Emerson shrugged. “Well, whatever is I always refuse. Or I should say ignore. Not interested.”
“Hmm. I think the county and the state are interested, Mr. Henry,” Vender said. “And I might add that the U.S. Supreme Court is completely on their side. You know what I'm talking about.”
“Yeah ,but, just look at it, Emerson,” Mac said. “It’s a really good, good deal. I mean it’s more money than you've ever seen. You could do anything, live anywhere, travel around the world if you wanted –“
”You could buy another place, better than this one. You could get a nice vee-hickle. A truck. Wouldn't that be nice?” Vender was using the same voice he used on his little daughter whenever he needed to teach her a life lesson. He flung his arm around Emerson’s shoulder.
“Let me tell you something, man to man. Just think of the women, Emerson. The women!”
Emerson looked at Vender as if he were a dead possum in the woods. Suddenly Mac’s face brightened as if inspired by a different trend of thought – like the cartoon cliché of a lightbulb appearing above his head. “Well, if you're not interested in the money yourself, what about your relatives? Your--” he looked at a piece of paper in the briefcase. “Your cousin Arlene. What is she, a saloon singer? She can't be rolling in the dough. You could give it to her.”
Vender turned bad cop again. “Look, don't play coy with us, Henry. Sell or don't sell, I personally don't care. But I'll tell you something – a road is going to go through this property. And at along that road there are gonna be fourteen, maybe twenty outlet stores. This community is going to turn around, whether you like it or not.”
Mac thought of trying the soft approach one more time. “Think of the jobs that will be created, Emerson. Think of all the people that will be able to work, get an income, get some discretionary income. People can sell things, they can buy things, Emerson. . .”
Emerson picked up his shotgun. “For the last time, I'm not selling. And I Am Not Leaving.” He opened the front door. His dog curled up in front of the potbellied stove started to growl. “Good day, gentlemen.”
Vender pulled out his handgun and grabbed Emerson by the collar. “Get this straight, you selfish bastard. We're not leaving until this matter is resolved. You want us to get the sheriff out here? You want to be physically evicted? Is that what you want, Emerson?”
Through the open door Emerson made a run for it; the dog sprang to his feet and swiftly followed barking all the way. The two cops, both with service revolvers drawn, ran after him through the woods. Emerson, his legs not as young as they used to be, ran as fast as he could; the officers of the law, weighed down by the proverbial cop diet of doughnuts and fat-laden fast food, still managed to keep up. When they had reached a close enough range, Vender lifted his pistol, and fired – ostensibly as a “warning shot.”

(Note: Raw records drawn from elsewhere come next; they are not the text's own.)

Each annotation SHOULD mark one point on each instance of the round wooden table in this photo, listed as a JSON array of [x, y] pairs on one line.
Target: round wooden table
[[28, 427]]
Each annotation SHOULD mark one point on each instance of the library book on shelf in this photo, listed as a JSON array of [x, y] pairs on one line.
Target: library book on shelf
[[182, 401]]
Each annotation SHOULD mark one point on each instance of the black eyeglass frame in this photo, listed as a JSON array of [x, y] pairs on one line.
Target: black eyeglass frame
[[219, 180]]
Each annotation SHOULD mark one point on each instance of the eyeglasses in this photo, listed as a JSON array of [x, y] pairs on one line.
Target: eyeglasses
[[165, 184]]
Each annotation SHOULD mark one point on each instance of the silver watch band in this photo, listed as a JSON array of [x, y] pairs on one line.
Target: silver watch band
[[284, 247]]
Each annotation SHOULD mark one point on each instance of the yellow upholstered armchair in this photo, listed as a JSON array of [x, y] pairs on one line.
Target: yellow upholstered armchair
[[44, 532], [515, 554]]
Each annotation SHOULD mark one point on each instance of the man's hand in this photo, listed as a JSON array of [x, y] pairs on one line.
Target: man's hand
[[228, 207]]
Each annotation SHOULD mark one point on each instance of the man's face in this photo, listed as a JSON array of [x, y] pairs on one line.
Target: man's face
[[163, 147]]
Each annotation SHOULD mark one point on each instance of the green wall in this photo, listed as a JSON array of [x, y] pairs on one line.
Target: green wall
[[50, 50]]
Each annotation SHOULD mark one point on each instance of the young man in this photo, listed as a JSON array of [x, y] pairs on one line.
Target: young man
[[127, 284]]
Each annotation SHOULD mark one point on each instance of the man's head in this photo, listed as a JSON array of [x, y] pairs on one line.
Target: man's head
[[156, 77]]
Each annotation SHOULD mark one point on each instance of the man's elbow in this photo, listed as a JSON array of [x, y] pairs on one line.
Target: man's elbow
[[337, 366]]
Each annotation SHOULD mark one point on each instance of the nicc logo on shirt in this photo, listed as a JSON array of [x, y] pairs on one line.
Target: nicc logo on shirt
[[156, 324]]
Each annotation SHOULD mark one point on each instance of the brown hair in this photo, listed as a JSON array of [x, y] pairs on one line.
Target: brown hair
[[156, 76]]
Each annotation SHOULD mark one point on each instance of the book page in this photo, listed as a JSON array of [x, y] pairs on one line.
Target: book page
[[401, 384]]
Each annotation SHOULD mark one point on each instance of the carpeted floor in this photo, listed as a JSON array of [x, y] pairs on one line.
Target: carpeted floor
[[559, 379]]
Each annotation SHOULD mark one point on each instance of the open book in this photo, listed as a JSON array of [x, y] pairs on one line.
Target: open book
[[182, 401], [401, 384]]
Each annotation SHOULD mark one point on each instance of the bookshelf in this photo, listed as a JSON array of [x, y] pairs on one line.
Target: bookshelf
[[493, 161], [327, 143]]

The bullet hit the trunk of an ancient oak, its bark harder than cement– it ricocheted and hit Emerson squarely in the back of the neck. He fell like an item of merchandise off an overstocked shelf. The dog sat on his hind legs; intermittently his head would bow and he would lick Emerson’s cheek.
Afterward, other police vehicles arrived, including an ambulance, though that was a mere formality. An animal control officer held the dog by the scruff of its neck and deposited the animal in the back of the van as if it were a package to be delivered. Brief conversations among officials disturbed the quiet of the forest air; terms like “eminent domain,” “economic opportunity,” “poor deranged idiot,” and even “treasonous defiance” were bandied about. Someone said the words “shovel ready” into a cell phone. Soon they all drove away. The forest was left to enjoy the tranquil solitude of its last days, while the domain of the Gods of Commerce rocked in jubilation.